The image seems to be a way of marking such a potential separation between exterior and interior while belonging to both. Moreover, that condition of holding ‘in sight’, as a means of externalisation as belonging to the image, is realised in the easy conceptual slippage from ‘in sight’ to ‘insight’- originally ‘internal sight’ or seeing with the eyes of the mind, that later becomes a seeing into a thing or subject. To bring an object within sight is to affect the ‘inner eye’, to re-formulate the relationship of the visible to the invisible, presence to absence. Such a movement recalls Maurice Merleau-Ponty’s emphasis upon the excursive power of visualisation, whereby ‘our power to imagine ourselves elsewhere [. . .] borrows [PAGE ii] from vision and employs means we owe to it’.[2] But in a different way it anticipates Emmanuel Levinas’s theorisation of a concept of ‘transparency’ in the phenomenology of images. Levinas focuses on the term ‘resemblance’ to show how in theories of the image ‘resemblance’ itself emerges ‘not as the result of a comparison between an image and the original, but as the very movement that engenders the image’. For Levinas, the contemplation of an image does not involve ‘a movement through’ it ‘into the world it represents’. Instead, ‘representation expresses just that function of an image that remains to be determined.’[3]

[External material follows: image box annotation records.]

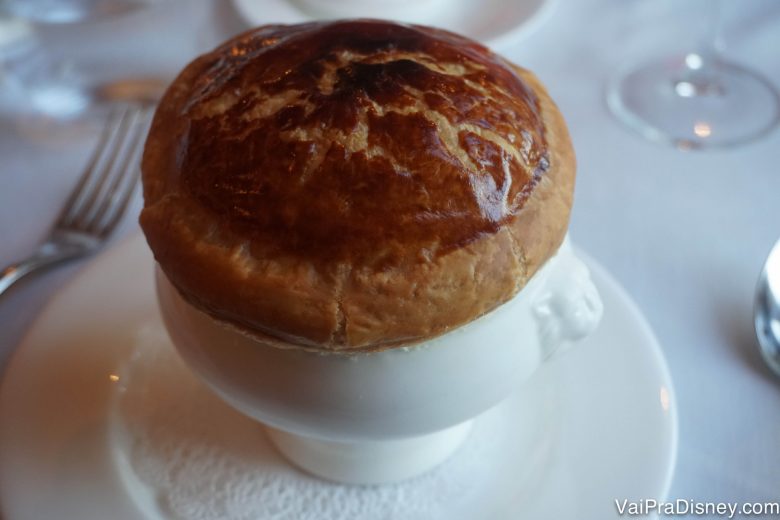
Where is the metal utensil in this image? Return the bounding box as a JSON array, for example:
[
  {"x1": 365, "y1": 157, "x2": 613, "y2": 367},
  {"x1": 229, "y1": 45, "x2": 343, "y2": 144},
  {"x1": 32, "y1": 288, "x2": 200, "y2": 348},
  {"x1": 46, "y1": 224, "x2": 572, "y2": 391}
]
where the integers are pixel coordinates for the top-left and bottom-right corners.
[
  {"x1": 753, "y1": 240, "x2": 780, "y2": 376},
  {"x1": 0, "y1": 104, "x2": 153, "y2": 295}
]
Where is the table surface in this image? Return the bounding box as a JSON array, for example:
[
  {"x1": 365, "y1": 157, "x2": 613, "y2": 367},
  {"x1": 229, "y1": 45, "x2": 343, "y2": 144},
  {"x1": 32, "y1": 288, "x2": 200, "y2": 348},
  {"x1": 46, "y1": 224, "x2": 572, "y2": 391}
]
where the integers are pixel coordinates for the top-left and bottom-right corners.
[{"x1": 0, "y1": 0, "x2": 780, "y2": 512}]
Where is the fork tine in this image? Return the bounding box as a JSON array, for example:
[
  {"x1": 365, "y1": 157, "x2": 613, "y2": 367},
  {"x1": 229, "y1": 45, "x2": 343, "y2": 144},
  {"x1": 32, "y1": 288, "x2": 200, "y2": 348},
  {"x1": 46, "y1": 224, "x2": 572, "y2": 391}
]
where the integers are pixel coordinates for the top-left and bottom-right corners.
[
  {"x1": 90, "y1": 107, "x2": 152, "y2": 236},
  {"x1": 72, "y1": 106, "x2": 137, "y2": 231},
  {"x1": 55, "y1": 109, "x2": 121, "y2": 228}
]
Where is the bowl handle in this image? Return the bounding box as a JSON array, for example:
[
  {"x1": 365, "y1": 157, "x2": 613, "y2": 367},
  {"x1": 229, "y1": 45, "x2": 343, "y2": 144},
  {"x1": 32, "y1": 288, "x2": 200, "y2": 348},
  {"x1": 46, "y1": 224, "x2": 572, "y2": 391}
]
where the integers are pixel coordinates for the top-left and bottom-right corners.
[{"x1": 532, "y1": 245, "x2": 604, "y2": 359}]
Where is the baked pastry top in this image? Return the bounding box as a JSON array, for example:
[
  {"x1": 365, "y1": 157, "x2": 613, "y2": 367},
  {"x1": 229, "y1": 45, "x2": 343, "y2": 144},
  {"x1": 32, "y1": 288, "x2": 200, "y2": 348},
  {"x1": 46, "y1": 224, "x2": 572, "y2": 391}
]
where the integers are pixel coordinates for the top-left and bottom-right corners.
[{"x1": 141, "y1": 20, "x2": 575, "y2": 351}]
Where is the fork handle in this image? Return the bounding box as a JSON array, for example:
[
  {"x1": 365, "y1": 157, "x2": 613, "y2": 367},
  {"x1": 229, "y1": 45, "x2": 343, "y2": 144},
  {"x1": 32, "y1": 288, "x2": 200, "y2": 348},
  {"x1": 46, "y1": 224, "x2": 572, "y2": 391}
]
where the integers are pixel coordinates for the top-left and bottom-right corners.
[{"x1": 0, "y1": 243, "x2": 85, "y2": 296}]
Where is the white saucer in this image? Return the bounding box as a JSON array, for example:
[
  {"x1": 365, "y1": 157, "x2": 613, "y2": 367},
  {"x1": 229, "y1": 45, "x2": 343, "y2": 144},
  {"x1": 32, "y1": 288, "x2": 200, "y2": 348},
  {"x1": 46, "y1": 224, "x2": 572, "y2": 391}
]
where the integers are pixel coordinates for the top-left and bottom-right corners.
[
  {"x1": 233, "y1": 0, "x2": 555, "y2": 51},
  {"x1": 0, "y1": 235, "x2": 677, "y2": 520}
]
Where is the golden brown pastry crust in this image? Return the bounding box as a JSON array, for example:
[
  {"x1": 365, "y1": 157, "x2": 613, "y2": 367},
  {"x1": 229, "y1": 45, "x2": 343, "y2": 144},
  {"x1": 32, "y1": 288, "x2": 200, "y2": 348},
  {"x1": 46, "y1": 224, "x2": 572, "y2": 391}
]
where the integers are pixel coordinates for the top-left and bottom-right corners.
[{"x1": 141, "y1": 21, "x2": 575, "y2": 351}]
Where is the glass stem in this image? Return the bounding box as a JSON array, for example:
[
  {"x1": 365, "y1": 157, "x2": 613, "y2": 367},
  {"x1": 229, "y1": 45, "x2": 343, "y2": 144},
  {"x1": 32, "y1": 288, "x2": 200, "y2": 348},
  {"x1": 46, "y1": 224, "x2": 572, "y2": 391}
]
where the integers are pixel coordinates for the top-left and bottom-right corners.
[{"x1": 673, "y1": 0, "x2": 726, "y2": 98}]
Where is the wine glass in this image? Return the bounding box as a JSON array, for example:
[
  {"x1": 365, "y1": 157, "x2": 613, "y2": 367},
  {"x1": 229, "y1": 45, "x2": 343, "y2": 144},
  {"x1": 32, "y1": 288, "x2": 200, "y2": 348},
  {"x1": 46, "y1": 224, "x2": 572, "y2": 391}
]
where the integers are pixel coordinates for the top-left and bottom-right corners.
[{"x1": 607, "y1": 0, "x2": 780, "y2": 149}]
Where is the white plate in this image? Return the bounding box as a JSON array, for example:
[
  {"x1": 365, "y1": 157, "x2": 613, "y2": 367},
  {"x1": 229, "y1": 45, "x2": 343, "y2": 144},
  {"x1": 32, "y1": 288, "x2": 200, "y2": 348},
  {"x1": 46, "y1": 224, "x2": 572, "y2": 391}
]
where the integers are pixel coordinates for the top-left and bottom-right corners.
[
  {"x1": 233, "y1": 0, "x2": 555, "y2": 51},
  {"x1": 0, "y1": 235, "x2": 677, "y2": 520}
]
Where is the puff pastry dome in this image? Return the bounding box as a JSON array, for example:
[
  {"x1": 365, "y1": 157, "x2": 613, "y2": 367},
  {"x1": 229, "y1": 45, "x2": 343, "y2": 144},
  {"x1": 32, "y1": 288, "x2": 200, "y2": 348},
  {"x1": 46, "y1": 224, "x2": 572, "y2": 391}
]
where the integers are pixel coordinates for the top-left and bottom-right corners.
[{"x1": 141, "y1": 20, "x2": 575, "y2": 352}]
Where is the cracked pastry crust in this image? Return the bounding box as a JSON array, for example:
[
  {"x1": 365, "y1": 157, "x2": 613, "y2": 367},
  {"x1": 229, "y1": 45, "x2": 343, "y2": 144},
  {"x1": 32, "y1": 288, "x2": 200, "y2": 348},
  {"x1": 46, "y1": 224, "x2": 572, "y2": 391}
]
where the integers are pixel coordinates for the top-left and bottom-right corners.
[{"x1": 141, "y1": 20, "x2": 575, "y2": 352}]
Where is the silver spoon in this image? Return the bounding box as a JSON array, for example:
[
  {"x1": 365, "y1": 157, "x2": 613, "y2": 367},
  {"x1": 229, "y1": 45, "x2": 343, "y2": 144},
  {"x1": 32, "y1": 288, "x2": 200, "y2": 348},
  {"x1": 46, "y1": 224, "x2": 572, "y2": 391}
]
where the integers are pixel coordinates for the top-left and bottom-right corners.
[{"x1": 753, "y1": 240, "x2": 780, "y2": 376}]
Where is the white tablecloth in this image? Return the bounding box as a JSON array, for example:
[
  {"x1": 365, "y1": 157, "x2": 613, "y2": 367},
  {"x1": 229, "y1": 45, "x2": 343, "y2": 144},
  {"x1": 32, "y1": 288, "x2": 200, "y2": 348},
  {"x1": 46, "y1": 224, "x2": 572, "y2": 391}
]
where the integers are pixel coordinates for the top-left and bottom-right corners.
[{"x1": 0, "y1": 0, "x2": 780, "y2": 512}]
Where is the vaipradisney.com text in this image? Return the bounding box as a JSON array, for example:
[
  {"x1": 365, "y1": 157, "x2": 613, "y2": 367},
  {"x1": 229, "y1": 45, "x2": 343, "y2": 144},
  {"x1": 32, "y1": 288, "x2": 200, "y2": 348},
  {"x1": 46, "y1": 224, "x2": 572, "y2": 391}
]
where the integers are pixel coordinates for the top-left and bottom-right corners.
[{"x1": 615, "y1": 498, "x2": 780, "y2": 518}]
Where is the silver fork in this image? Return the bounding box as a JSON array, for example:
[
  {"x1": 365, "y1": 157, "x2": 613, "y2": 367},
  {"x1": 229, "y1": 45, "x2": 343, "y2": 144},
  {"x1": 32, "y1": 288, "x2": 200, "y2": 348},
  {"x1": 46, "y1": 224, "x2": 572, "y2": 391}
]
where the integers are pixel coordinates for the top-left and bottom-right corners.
[{"x1": 0, "y1": 105, "x2": 153, "y2": 295}]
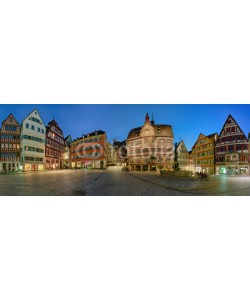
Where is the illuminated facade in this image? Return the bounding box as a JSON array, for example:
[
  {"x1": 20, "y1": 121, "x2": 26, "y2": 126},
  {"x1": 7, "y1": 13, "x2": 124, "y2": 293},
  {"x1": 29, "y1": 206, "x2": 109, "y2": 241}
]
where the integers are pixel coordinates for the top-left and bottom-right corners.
[
  {"x1": 113, "y1": 141, "x2": 128, "y2": 167},
  {"x1": 21, "y1": 109, "x2": 46, "y2": 171},
  {"x1": 126, "y1": 114, "x2": 174, "y2": 171},
  {"x1": 45, "y1": 119, "x2": 65, "y2": 170},
  {"x1": 0, "y1": 114, "x2": 20, "y2": 172},
  {"x1": 175, "y1": 141, "x2": 194, "y2": 172},
  {"x1": 70, "y1": 130, "x2": 107, "y2": 169},
  {"x1": 106, "y1": 142, "x2": 116, "y2": 166},
  {"x1": 192, "y1": 133, "x2": 218, "y2": 175},
  {"x1": 215, "y1": 115, "x2": 249, "y2": 175},
  {"x1": 64, "y1": 135, "x2": 72, "y2": 169}
]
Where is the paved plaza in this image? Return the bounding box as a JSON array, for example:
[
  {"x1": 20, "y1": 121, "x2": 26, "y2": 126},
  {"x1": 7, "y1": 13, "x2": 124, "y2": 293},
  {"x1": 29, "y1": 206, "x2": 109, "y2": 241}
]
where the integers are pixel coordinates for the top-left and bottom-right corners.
[{"x1": 0, "y1": 168, "x2": 250, "y2": 196}]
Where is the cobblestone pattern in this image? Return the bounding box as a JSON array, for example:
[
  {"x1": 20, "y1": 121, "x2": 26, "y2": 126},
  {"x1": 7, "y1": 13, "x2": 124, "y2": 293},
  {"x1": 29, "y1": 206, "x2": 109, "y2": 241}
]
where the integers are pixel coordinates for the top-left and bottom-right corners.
[{"x1": 0, "y1": 170, "x2": 250, "y2": 196}]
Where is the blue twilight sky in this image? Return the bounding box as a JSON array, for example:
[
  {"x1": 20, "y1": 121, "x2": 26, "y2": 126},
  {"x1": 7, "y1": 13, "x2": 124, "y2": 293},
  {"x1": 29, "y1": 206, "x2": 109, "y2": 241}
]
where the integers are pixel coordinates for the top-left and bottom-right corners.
[{"x1": 0, "y1": 104, "x2": 250, "y2": 150}]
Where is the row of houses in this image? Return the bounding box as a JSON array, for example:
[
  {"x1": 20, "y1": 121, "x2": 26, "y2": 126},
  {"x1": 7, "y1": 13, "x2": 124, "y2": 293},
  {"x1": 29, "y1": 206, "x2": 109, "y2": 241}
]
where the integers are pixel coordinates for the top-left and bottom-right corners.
[
  {"x1": 0, "y1": 109, "x2": 119, "y2": 172},
  {"x1": 126, "y1": 114, "x2": 250, "y2": 175},
  {"x1": 0, "y1": 109, "x2": 250, "y2": 174}
]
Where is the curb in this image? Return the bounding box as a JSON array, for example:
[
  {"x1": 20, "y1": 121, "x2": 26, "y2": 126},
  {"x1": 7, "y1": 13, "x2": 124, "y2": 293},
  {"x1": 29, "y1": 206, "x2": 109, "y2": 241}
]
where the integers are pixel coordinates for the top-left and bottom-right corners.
[{"x1": 128, "y1": 173, "x2": 219, "y2": 194}]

Levinas’s designation of representation as articulating that function of an image that remains to be realised retrospectively throws light on what Ruskin believes the promise of rendering visible might hold. For to want to have the object ‘in sight’, to visibly represent it, is in a vital sense to approach representation as ‘that function of an image’ yet to be determined.

Notes

[1] E.T.Cook and Alexander Wedderburn, eds., The Complete Works of John Ruskin (Library Edition), 39 vols. (London: George Allen, 1903-12), X, p. xxvii.

[2] Maurice Merleau-Ponty, The Primacy of Perception, ed. James M. Edie (Illinois: Northwestern University Press, 1964, revised edition 1982), p.187.

[3] Emmanuel Levinas, ‘Reality and it’s Shadow’, The Levinas Reader ed. Sean Hand (Oxford: Blackwell, 1989), p. 135.